"İçtihat Metni"
MAHKEMESİ : İstanbul Bölge Adliye Mahkemesi 13. Hukuk Dairesi
SAYISI : 2021/692 Esas, 2023/1250 Karar
HÜKÜM : Hükmün kaldırılması
İLK DERECE MAHKEMESİ : İstanbul Anadolu 9. Asliye Ticaret Mahkemesi
SAYISI : 2019/64 E., 2020/677 K.
Taraflar arasındaki haksız rekabet ve yöneticinin sorumluluğundan kaynaklanan tazminat davasından dolayı yapılan yargılama sonunda İlk Derece Mahkemesince davanın reddine karar verilmiştir.
Kararın davacılar vekili tarafından istinaf edilmesi üzerine, Bölge Adliye Mahkemesince başvurunun kabulü ile İlk Derece Mahkemesi hükmü kaldırılarak yeniden esas hakkında hüküm kurulmak suretiyle davalılar ... Bilgi Sistemleri San. ve Tic.

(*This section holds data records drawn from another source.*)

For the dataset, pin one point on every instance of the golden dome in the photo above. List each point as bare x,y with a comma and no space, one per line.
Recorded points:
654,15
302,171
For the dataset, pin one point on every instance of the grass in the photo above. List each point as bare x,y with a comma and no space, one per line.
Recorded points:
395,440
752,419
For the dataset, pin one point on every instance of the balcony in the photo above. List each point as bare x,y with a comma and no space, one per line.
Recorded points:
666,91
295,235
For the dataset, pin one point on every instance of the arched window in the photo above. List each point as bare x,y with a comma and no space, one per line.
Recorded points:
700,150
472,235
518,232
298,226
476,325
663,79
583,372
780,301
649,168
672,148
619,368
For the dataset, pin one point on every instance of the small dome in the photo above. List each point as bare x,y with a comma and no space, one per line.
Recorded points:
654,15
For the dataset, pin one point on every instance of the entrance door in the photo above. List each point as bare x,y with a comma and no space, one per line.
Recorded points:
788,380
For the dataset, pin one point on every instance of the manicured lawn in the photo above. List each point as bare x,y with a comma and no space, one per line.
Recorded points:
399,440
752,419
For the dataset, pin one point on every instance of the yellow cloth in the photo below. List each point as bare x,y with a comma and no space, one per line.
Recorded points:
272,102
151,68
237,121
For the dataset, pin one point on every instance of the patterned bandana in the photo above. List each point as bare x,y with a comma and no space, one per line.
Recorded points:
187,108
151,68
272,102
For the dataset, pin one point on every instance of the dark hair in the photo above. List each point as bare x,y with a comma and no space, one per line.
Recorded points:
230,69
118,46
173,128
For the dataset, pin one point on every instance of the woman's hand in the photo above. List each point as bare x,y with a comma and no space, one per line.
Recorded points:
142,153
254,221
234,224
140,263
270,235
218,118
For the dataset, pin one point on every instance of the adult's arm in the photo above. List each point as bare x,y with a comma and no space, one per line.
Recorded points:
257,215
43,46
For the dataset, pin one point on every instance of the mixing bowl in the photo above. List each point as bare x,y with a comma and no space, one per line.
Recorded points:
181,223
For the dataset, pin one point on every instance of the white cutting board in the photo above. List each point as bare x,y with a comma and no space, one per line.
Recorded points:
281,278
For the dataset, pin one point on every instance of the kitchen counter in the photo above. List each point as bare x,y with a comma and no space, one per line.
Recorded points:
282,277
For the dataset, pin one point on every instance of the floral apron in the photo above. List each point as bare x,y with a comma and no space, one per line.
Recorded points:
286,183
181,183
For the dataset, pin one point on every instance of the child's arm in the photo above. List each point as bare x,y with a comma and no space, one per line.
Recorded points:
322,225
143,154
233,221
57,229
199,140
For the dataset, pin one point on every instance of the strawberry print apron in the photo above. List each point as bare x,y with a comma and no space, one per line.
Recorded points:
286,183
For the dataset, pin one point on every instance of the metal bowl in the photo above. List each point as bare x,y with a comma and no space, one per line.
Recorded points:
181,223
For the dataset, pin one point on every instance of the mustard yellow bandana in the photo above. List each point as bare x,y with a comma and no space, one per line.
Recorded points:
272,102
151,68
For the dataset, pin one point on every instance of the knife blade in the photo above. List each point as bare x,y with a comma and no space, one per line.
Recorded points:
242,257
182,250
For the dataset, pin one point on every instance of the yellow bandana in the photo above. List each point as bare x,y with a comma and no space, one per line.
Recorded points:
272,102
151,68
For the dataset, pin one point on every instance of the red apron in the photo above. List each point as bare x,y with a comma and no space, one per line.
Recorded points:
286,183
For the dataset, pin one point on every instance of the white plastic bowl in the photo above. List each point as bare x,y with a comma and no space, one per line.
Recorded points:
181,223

A.Ş., ..., ..., ..., ... ve ...'a karşı haksız rekabete dayalı açılan davanın aktif husumet yokluğundan reddine, diğer davalılar ..., ..., ... ve ...'e karşı açılan yönetici sorumluluğu nedeniyle tazminat davasının esastan reddine karar verilmiştir.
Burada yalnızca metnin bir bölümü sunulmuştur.